Economy Watch: No Deal Yet
Votes in the House and Senate on their respective debt-ceiling plans are expected today; the Beige Book reports mediocre economic recovery; and the United States takes UBS to court over selling bum mortgages to GSEs.
Debt-ceiling imbroglio quote for Wednesday: “Get your ass in line.” That was the widely reported imperative voiced by House Speaker John Boehner to members of his own fractious party. A vote in the House on the Republican debt-ceiling plan had been scheduled for the same day, but was postponed until Thursday ostensibly to retool the bill in the wake of Congressional Budget Office calculations that showed its budget cuts to be smaller than Boehner had earlier said.
Will the Republican rank-and-file, especially those who have been sounding off about the perniciousness of a higher debt ceiling lately, get in line or continue to defy the speaker? That’s the question for the vote Thursday. Also, the Senate will likely be voting on its version of the debt ceiling adjustment sometime the same day, which includes deeper cuts and a longer term–until past the 2012 election, something the House version does not do.

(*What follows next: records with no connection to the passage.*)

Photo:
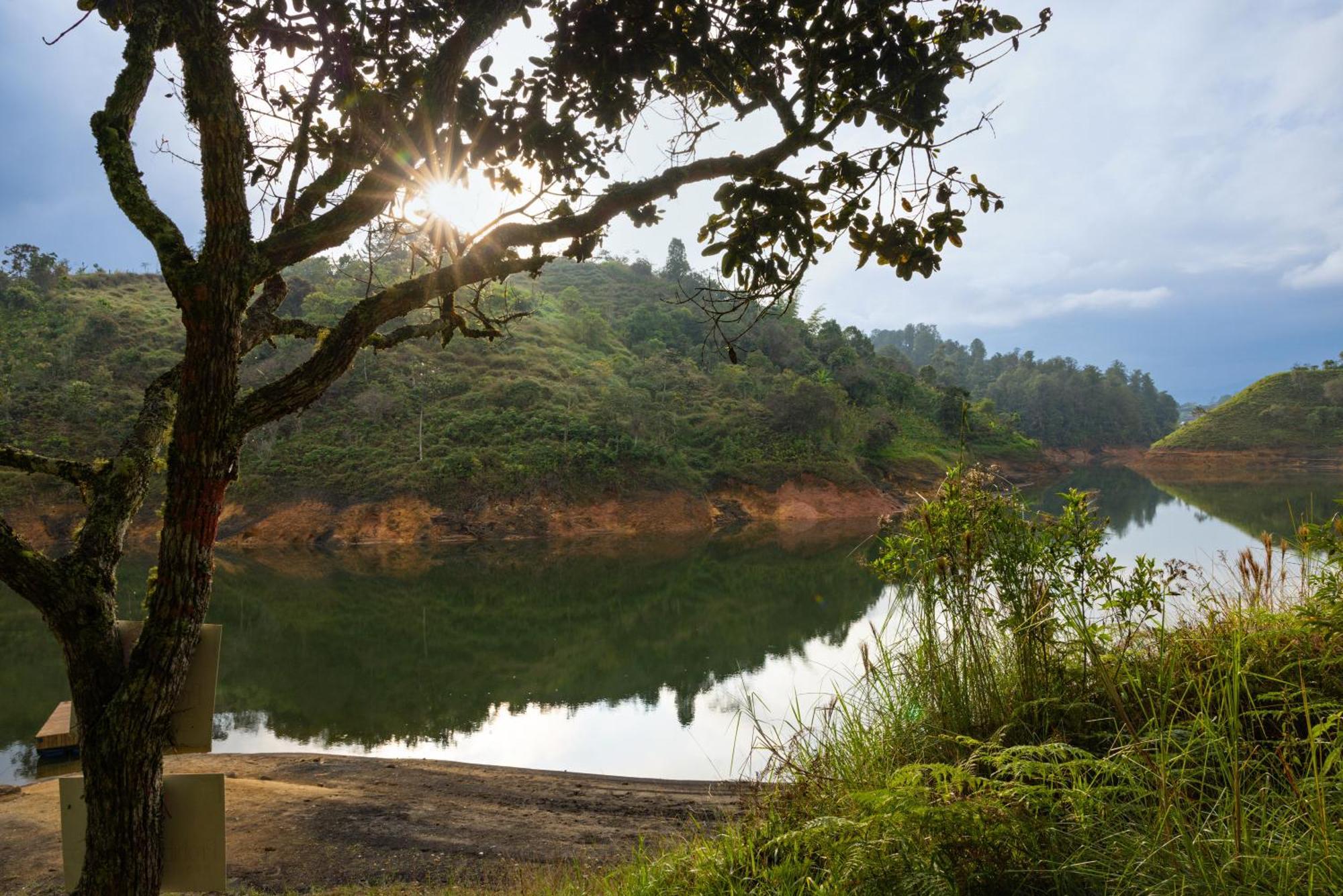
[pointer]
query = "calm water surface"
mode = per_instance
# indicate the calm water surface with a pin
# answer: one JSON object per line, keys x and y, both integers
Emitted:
{"x": 628, "y": 658}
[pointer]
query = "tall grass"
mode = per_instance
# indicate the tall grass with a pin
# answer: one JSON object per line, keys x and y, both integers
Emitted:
{"x": 1052, "y": 722}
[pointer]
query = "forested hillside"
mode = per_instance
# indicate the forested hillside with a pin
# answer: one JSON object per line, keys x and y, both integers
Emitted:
{"x": 1058, "y": 401}
{"x": 605, "y": 385}
{"x": 1297, "y": 411}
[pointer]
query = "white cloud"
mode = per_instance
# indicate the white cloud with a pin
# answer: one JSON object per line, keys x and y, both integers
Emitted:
{"x": 1021, "y": 310}
{"x": 1326, "y": 272}
{"x": 1113, "y": 299}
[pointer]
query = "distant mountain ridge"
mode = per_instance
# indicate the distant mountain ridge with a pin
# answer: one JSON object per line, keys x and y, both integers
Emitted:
{"x": 1295, "y": 413}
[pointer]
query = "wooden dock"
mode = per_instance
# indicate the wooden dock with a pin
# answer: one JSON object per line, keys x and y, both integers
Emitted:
{"x": 61, "y": 733}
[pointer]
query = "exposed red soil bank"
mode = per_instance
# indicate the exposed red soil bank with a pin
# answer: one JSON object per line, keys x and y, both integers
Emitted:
{"x": 296, "y": 822}
{"x": 1232, "y": 464}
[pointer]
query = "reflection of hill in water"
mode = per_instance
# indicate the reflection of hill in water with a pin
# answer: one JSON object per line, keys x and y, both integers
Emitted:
{"x": 1126, "y": 497}
{"x": 1267, "y": 503}
{"x": 361, "y": 654}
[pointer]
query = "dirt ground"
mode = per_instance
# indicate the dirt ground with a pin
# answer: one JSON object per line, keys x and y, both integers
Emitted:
{"x": 295, "y": 822}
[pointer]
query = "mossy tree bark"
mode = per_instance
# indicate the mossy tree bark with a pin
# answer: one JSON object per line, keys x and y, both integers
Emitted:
{"x": 390, "y": 102}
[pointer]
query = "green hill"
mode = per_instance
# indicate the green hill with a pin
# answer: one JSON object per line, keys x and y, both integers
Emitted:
{"x": 1299, "y": 411}
{"x": 606, "y": 387}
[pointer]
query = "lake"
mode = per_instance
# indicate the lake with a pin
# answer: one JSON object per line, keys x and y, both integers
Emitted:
{"x": 632, "y": 658}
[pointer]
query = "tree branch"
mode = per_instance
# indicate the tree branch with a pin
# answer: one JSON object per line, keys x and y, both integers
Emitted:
{"x": 120, "y": 490}
{"x": 213, "y": 106}
{"x": 29, "y": 572}
{"x": 336, "y": 352}
{"x": 30, "y": 462}
{"x": 379, "y": 185}
{"x": 627, "y": 197}
{"x": 112, "y": 129}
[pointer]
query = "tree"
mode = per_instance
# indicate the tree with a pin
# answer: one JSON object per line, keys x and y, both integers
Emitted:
{"x": 678, "y": 267}
{"x": 382, "y": 105}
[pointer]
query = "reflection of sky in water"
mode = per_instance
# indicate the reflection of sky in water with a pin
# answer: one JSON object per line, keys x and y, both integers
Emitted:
{"x": 1178, "y": 532}
{"x": 631, "y": 738}
{"x": 635, "y": 737}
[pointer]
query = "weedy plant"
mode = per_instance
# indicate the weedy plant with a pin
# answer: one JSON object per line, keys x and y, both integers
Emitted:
{"x": 1051, "y": 722}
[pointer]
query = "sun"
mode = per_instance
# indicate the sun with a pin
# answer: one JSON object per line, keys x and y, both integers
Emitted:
{"x": 465, "y": 205}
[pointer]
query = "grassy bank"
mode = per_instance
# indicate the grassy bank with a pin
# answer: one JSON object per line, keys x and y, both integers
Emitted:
{"x": 1298, "y": 412}
{"x": 1056, "y": 725}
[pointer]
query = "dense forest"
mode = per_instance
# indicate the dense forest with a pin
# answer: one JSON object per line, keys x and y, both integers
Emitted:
{"x": 609, "y": 383}
{"x": 1059, "y": 401}
{"x": 1295, "y": 411}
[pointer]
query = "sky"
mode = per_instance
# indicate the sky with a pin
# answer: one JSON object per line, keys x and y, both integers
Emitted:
{"x": 1173, "y": 176}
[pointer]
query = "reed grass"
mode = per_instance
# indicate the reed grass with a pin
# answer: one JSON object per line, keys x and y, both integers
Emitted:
{"x": 1054, "y": 724}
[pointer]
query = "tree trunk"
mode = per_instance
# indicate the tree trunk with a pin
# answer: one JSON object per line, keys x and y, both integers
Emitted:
{"x": 123, "y": 754}
{"x": 123, "y": 765}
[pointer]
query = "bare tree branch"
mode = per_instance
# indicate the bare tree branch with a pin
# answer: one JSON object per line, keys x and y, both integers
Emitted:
{"x": 338, "y": 349}
{"x": 29, "y": 572}
{"x": 112, "y": 129}
{"x": 120, "y": 490}
{"x": 30, "y": 462}
{"x": 212, "y": 94}
{"x": 379, "y": 185}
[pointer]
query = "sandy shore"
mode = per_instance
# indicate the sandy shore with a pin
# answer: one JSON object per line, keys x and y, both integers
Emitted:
{"x": 302, "y": 820}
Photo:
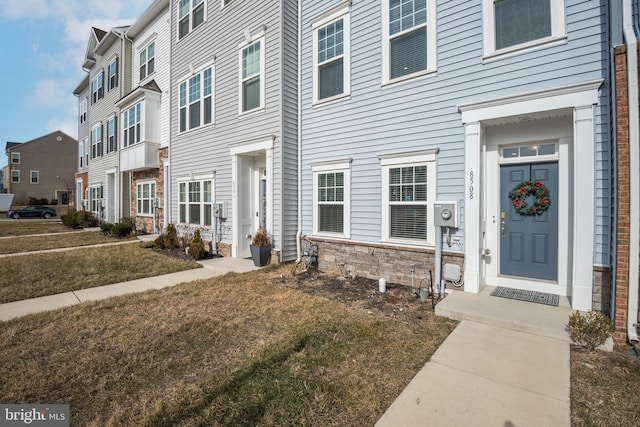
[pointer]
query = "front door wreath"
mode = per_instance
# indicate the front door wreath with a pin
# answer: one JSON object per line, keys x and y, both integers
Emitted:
{"x": 520, "y": 193}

Also on Wednesday the head of Standard & Poor’s, Deven Sharma, told a House Financial Services subcommittee hearing on oversight of the credit-rating agencies that he didn’t think default by the United States was too likely, or as he put it, “our analysts don’t believe they would.” He was a little more coy about whether or not S&P would downgrade the debt of the United States anyway, saying the agency has to see what kind of rabbit Congress pulls out of its hat before he could comment on that.
Beige Book reports mediocre economic recovery
The Federal Reserve released its latest “Summary of Commentary on Current Economic Conditions
by Federal Reserve District,” better known as the Beige Book, and it characterized the U.S. economy as middling at best. “Reports from the twelve Federal Reserve Districts indicated that economic activity continued to grow; however, the pace has moderated in many Districts,” the Beige Book notes.
Falling gasoline prices seem to have encouraged an uptick in shopping trips among consumers and some additional spending since the previous Beige Book in early June, the report continues with moderate optimism, but then almost immediate reports economic crosscurrents that are less hopeful. “Price pressures from food, energy, cotton, and other supplier inputs continued to squeeze retail margins,” it says.
As for real estate, the Beige Book reports that “most residential real estate activity was little changed and remained weak, although construction and activity in the residential rental market continued to improve since the previous Beige Book … activity in the nonresidential real estate market has improved slightly for specific submarkets, although conditions generally remained weak across all twelve Districts.”
U.S. takes UBS to court Over MBS
The U.S. Federal Housing Finance Agency filed suit against Swiss banking giant UBS in federal court on Wednesday for allegedly fobbing off a lot of bum mortgages on Fannie Mae and Freddie Mac back when many mortgages were packed like sausages back before the Pure Food & Drug Act. The suit, filed in the Southern District of New York, asserts that the GSEs have lost 20 percent of their $4.5 billion investment in such UBS-sold mortgages.
This isn’t the only suit the FHFA, which is the conservator of the GSEs, plans to initiate. “From the issuance of 64 subpoenas last year to the filing of this lawsuit and further actions to come, we continue to seek redress for the losses suffered by [the GSEs],” Edward DeMarco, acting director of the agency, says in a statement.
Are investors now officially nervous that Congress will drive the nation over the default cliff? It seems so. Wall Street had a crummy day on Wednesday as deadlock on Capitol Hill continued. The Dow Jones Industrial Average lost 198.75 points, or 1.59 percent, while the S&P 500 was down 2.03 percent and the Nasdaq was thumbed to the tune of 2.65 percent.